The 22nd Century BC are the years between 2199-2299 years before the birth of Jesus Christ

Events

4.2-kiloyear event – a severe aridification event that probably lasted the entire 22nd century BC and caused the collapse of several Old World civilizations.
2217 BC – 2193 BC: Nomadic invasions of Akkad.
 c. 2200 BC: Austronesians reached the Batanes Islands of the Philippine Archipelago as part of the Austronesian Expansion. 
c. 2184 BC: Possible date for the death of pharaoh Pepi II Neferkare, the longest reigning monarch of history with 94 years on the throne. 
c. 2184 BC: ephemeral rule of Merenre Nemtyemsaf II in Egypt.
c. 2184–2181 BC: Reign of Netjerkare Siptah, last pharaoh of the 6th Dynasty of Egypt, who would later give rise to the legendary figure of Nitocris.
c. 2181 BC: estimated date for the end of the Old Kingdom in Ancient Egypt and the start of the First Intermediate Period. Another proposed date is c. 2160 BC with the end of the Eighth Dynasty. The fall of the Old Kingdom may have been caused by a conjunction of severe droughts, strong decentralization of the state and confusion following the extremely long reign of Pepi II. 
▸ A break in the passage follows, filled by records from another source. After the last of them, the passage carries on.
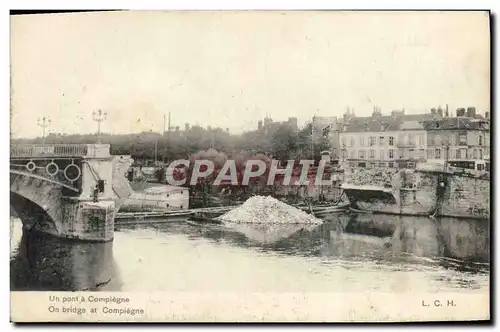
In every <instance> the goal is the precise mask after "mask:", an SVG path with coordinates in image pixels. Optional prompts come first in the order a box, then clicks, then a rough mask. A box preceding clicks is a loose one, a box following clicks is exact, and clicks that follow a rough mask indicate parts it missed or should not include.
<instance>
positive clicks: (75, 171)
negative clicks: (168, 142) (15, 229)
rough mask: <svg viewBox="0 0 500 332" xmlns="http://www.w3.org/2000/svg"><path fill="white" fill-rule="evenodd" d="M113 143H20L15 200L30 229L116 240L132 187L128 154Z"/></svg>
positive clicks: (12, 160)
mask: <svg viewBox="0 0 500 332" xmlns="http://www.w3.org/2000/svg"><path fill="white" fill-rule="evenodd" d="M109 150H110V146H109V144H61V145H50V144H43V145H15V146H11V151H10V205H11V208H12V209H13V210H14V211H15V212H16V214H17V215H18V216H19V218H21V220H22V221H23V226H24V227H25V228H28V229H31V228H35V229H37V230H40V231H43V232H47V233H50V234H53V235H56V236H58V237H63V238H70V239H79V240H85V241H100V242H106V241H111V240H113V233H114V218H115V215H116V213H117V211H118V209H119V208H120V206H121V204H122V202H123V201H124V200H125V199H126V198H127V197H128V196H130V194H131V193H132V189H131V188H130V186H129V185H128V182H127V181H126V179H125V172H126V169H127V168H128V166H129V165H130V159H129V158H127V157H123V156H122V157H119V156H111V155H110V151H109Z"/></svg>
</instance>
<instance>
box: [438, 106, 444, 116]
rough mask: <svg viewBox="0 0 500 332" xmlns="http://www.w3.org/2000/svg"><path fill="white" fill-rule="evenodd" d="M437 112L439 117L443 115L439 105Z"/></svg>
mask: <svg viewBox="0 0 500 332" xmlns="http://www.w3.org/2000/svg"><path fill="white" fill-rule="evenodd" d="M437 113H438V115H439V116H440V117H443V109H442V108H441V107H438V109H437Z"/></svg>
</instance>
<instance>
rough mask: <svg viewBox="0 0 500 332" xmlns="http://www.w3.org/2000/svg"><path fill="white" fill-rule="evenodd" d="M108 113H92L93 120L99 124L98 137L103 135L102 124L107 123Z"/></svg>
mask: <svg viewBox="0 0 500 332" xmlns="http://www.w3.org/2000/svg"><path fill="white" fill-rule="evenodd" d="M106 117H107V113H106V112H103V111H101V110H100V109H99V110H98V111H97V112H96V111H94V112H92V118H93V119H94V121H96V122H97V136H100V135H101V122H104V121H106Z"/></svg>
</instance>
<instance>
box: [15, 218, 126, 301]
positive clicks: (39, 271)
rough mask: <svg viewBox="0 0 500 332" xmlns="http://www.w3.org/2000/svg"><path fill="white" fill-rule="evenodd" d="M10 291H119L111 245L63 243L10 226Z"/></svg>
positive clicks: (55, 240)
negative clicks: (11, 238)
mask: <svg viewBox="0 0 500 332" xmlns="http://www.w3.org/2000/svg"><path fill="white" fill-rule="evenodd" d="M11 225H12V228H11V230H12V232H11V234H12V240H13V241H12V240H11V246H12V247H11V259H10V270H11V272H10V273H11V285H10V287H11V290H38V291H50V290H62V291H70V290H71V291H74V290H89V291H99V290H106V291H119V290H120V287H121V282H120V280H119V273H118V271H117V267H116V264H115V262H114V260H113V244H112V243H82V242H72V241H65V240H61V239H58V238H55V237H53V236H51V235H47V234H43V233H39V232H30V231H26V230H24V231H23V230H22V229H21V226H20V221H19V222H17V223H16V222H12V223H11Z"/></svg>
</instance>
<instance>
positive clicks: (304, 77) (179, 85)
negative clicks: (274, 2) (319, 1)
mask: <svg viewBox="0 0 500 332" xmlns="http://www.w3.org/2000/svg"><path fill="white" fill-rule="evenodd" d="M10 21H11V23H10V28H11V90H10V94H11V111H10V112H11V117H10V118H11V124H10V128H11V140H10V230H11V233H10V245H11V250H10V290H11V294H10V296H11V308H10V311H11V321H13V322H119V321H127V322H427V321H463V320H466V321H484V320H490V287H491V286H490V270H491V262H490V223H491V206H490V195H491V190H490V187H491V182H490V169H491V160H490V155H491V150H490V149H491V144H490V141H491V139H490V117H491V108H490V13H489V12H487V11H385V12H384V11H108V12H79V13H52V14H32V15H11V19H10ZM27 303H29V305H27Z"/></svg>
c. 2181 BC: start of the Eighth Dynasty of Egypt with Menkare.
c. 2180 BC: Akkadian Empire fell under attack by the Guti (Mesopotamia), a mountain people from the northeast.
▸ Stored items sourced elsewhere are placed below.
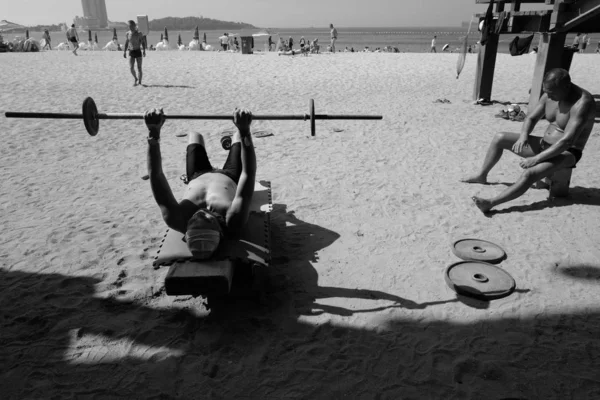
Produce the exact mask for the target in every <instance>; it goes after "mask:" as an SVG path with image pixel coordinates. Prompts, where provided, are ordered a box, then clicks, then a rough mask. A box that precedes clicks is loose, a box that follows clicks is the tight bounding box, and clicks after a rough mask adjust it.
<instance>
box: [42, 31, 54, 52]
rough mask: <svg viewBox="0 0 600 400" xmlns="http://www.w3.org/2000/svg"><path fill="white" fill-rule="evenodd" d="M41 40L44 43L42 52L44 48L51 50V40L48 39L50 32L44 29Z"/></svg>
mask: <svg viewBox="0 0 600 400" xmlns="http://www.w3.org/2000/svg"><path fill="white" fill-rule="evenodd" d="M42 38H43V39H44V40H45V41H46V43H45V44H44V47H43V48H42V50H46V47H47V48H48V49H50V50H52V40H51V39H50V32H48V29H44V36H42Z"/></svg>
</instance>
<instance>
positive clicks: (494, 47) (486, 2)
mask: <svg viewBox="0 0 600 400" xmlns="http://www.w3.org/2000/svg"><path fill="white" fill-rule="evenodd" d="M491 2H492V0H475V3H476V4H489V3H491ZM495 3H496V10H495V12H494V22H493V24H492V27H491V29H492V32H495V33H492V34H490V35H489V38H490V40H489V41H488V43H487V44H486V45H485V46H482V47H481V50H480V52H479V54H478V58H477V71H476V76H475V87H474V89H473V99H474V100H477V99H480V98H486V99H489V100H491V94H492V84H493V80H494V69H495V63H496V54H495V53H496V52H497V49H498V38H499V34H508V33H513V34H514V33H532V32H538V33H540V34H541V37H540V43H539V46H538V54H537V59H536V65H535V69H534V74H533V82H532V85H531V92H530V96H529V109H530V110H531V109H532V108H533V107H534V106H535V105H536V104H537V102H538V100H539V98H540V96H541V95H542V81H543V79H544V75H545V74H546V72H548V71H549V70H551V69H553V68H564V69H566V70H569V68H570V66H571V61H572V59H573V51H572V50H571V49H569V48H565V41H566V35H567V34H568V33H570V32H587V33H600V0H495ZM527 3H529V4H545V5H548V6H551V7H550V8H549V9H547V10H537V11H521V5H522V4H527ZM505 4H508V5H510V11H504V6H505ZM475 17H478V18H479V20H480V21H481V20H482V19H483V18H484V17H485V13H482V14H475ZM500 23H501V24H502V26H499V27H496V26H495V25H496V24H500ZM492 53H494V54H492Z"/></svg>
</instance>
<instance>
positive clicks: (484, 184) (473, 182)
mask: <svg viewBox="0 0 600 400" xmlns="http://www.w3.org/2000/svg"><path fill="white" fill-rule="evenodd" d="M460 181H461V182H464V183H481V184H483V185H485V184H486V183H487V176H480V175H474V176H471V177H468V178H464V179H461V180H460Z"/></svg>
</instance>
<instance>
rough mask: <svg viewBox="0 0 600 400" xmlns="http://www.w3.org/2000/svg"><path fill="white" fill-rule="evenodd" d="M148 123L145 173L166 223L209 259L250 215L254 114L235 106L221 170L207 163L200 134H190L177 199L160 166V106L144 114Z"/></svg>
mask: <svg viewBox="0 0 600 400" xmlns="http://www.w3.org/2000/svg"><path fill="white" fill-rule="evenodd" d="M144 120H145V122H146V126H147V127H148V130H149V134H148V157H147V158H148V175H149V179H150V186H151V188H152V194H153V195H154V199H155V200H156V203H157V204H158V206H159V207H160V211H161V213H162V216H163V219H164V221H165V222H166V224H167V226H169V228H171V229H173V230H176V231H178V232H181V233H183V234H184V235H185V240H186V243H187V246H188V248H189V250H190V252H191V253H192V255H193V256H194V258H198V259H207V258H210V257H211V256H212V255H213V253H214V252H215V251H216V250H217V248H218V246H219V243H220V241H221V239H222V238H224V237H228V238H235V237H237V236H238V235H239V234H240V233H241V231H242V229H243V228H244V226H245V224H246V222H247V221H248V217H249V214H250V203H251V201H252V196H253V194H254V184H255V179H256V155H255V153H254V145H253V144H252V136H251V134H250V124H251V123H252V113H251V112H250V111H248V110H247V109H236V110H235V111H234V114H233V123H234V124H235V125H236V127H237V132H236V133H235V134H234V135H233V140H232V145H231V149H230V150H229V155H228V156H227V160H226V161H225V164H224V165H223V168H222V169H215V168H213V166H212V165H211V162H210V160H209V159H208V155H207V153H206V148H205V145H204V138H203V137H202V135H201V134H199V133H190V134H189V140H188V146H187V151H186V152H187V155H186V181H187V185H188V187H187V191H186V193H185V195H184V196H183V200H181V201H180V202H177V200H176V199H175V196H173V192H172V191H171V188H170V186H169V183H168V182H167V178H166V177H165V175H164V173H163V170H162V161H161V152H160V133H161V129H162V126H163V124H164V122H165V116H164V114H163V111H162V109H152V110H148V111H147V112H146V114H145V115H144Z"/></svg>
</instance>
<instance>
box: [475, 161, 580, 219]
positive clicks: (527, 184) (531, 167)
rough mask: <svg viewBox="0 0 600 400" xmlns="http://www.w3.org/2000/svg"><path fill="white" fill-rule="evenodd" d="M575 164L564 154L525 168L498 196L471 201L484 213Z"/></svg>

c. 2160 or 2130 BC: Egypt: end of the reign of pharaoh Neferirkare, last king of the 8th Dynasty. Beginning of the 9th Dynasty, possibly after overthrowing Neferirkare.
c. 2160 BC: Beginning of Middle Minoan period in Crete.
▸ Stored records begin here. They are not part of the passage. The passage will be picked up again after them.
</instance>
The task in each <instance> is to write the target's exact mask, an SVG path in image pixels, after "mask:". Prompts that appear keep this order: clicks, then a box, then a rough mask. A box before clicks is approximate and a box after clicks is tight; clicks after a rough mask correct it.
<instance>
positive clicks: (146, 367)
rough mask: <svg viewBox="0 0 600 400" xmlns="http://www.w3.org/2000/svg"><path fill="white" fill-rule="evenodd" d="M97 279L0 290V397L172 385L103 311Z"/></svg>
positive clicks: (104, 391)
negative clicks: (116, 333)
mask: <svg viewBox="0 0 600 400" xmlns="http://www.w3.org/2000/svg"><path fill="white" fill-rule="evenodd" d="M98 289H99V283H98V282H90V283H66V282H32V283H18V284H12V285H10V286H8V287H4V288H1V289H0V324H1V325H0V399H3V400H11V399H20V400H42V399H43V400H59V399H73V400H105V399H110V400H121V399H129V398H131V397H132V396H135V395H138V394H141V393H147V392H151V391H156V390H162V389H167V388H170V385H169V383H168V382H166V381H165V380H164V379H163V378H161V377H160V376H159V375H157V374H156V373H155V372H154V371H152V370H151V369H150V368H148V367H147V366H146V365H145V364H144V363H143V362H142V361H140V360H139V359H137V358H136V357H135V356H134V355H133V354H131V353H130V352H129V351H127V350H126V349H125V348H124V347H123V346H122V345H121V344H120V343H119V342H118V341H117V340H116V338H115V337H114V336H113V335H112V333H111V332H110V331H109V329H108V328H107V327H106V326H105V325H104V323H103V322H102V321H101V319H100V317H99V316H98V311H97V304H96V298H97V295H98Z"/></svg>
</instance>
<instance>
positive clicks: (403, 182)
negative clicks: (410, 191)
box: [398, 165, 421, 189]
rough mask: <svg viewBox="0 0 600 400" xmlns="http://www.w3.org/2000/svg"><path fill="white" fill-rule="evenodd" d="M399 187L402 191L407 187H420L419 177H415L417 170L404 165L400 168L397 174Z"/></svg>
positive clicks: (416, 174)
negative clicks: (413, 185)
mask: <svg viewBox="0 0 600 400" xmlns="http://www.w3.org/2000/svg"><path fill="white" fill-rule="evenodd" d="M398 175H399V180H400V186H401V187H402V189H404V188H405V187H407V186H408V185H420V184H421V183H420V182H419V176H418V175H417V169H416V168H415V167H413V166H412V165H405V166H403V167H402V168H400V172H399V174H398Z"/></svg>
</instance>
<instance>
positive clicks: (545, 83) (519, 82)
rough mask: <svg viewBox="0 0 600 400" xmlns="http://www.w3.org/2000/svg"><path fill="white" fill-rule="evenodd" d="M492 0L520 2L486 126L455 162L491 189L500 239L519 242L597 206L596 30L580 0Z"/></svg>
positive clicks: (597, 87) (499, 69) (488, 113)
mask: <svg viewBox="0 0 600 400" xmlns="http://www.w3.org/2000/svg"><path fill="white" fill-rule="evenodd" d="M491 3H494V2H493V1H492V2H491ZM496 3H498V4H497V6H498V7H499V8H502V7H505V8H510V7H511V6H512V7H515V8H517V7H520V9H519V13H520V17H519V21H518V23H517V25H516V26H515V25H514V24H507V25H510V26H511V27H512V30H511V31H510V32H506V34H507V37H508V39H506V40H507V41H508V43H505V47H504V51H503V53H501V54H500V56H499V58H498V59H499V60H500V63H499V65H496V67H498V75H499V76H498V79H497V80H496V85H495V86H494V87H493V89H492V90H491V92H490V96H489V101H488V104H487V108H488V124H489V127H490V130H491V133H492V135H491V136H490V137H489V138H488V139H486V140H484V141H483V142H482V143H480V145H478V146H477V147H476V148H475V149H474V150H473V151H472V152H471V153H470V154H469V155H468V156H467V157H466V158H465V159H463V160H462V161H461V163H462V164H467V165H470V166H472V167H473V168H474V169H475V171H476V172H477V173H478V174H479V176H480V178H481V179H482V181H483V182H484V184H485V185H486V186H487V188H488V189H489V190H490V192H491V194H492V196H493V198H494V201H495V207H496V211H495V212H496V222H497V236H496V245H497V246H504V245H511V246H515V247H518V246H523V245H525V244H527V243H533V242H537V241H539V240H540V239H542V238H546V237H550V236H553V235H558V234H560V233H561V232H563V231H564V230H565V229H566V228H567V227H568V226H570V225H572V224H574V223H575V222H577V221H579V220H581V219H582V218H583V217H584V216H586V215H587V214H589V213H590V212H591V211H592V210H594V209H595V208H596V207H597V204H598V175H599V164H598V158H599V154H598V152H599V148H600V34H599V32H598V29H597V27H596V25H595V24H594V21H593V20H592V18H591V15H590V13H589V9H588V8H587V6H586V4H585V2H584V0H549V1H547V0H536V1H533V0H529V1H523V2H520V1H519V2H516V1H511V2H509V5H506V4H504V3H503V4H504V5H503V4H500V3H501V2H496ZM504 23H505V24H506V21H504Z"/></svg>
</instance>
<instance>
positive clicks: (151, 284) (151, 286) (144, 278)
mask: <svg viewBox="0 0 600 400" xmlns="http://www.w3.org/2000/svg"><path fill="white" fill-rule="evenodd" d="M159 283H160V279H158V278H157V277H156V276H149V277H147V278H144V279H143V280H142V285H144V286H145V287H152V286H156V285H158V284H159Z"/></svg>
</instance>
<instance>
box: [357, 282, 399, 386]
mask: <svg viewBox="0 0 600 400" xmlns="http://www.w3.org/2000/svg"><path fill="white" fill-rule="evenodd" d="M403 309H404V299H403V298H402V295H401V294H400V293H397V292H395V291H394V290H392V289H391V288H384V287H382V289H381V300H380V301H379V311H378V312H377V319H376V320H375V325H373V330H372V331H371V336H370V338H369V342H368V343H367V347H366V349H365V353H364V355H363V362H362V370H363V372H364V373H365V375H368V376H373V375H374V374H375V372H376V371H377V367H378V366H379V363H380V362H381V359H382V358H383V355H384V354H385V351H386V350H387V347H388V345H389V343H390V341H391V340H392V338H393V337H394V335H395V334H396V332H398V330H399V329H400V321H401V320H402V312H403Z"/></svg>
c. 2150 BC: Lagash was established.
c. 2150–2030 BC: Gilgamesh epic was written.
c. 2144 BC: Gudea, the ruler (ensi) of the city of Lagash, started to reign.
2138 BC: Babylon: A solar eclipse on 9 May and a lunar eclipse on 24 May occurred and are believed to be the double eclipse that took place 23 years after the ascension of king Shulgi of Babylon by those holding to the long chronology.
c. 2125 BC – 2055 BC: "Model of a house and garden, from Thebes". Eleventh dynasty of Egypt. It is now in the Metropolitan Museum of Art, New York.
2124 BC: Gudea, the ruler (ensi) of the city of Lagash, died.
c. 2120 BC: Votive statue of Gudea from Lagash (Iraq) was made. It is now in the Musée du Louvre.
2119 BC – 2113 BC: (middle chronology), Utu-hengal, first king of the third dynasty of Ur, also called the Neo-Sumerian Empire
2116 BC – 2110 BC: Uruk–Gutian war.
2112 BC – 2095 BC: Sumerian campaigns of Ur-Nammu.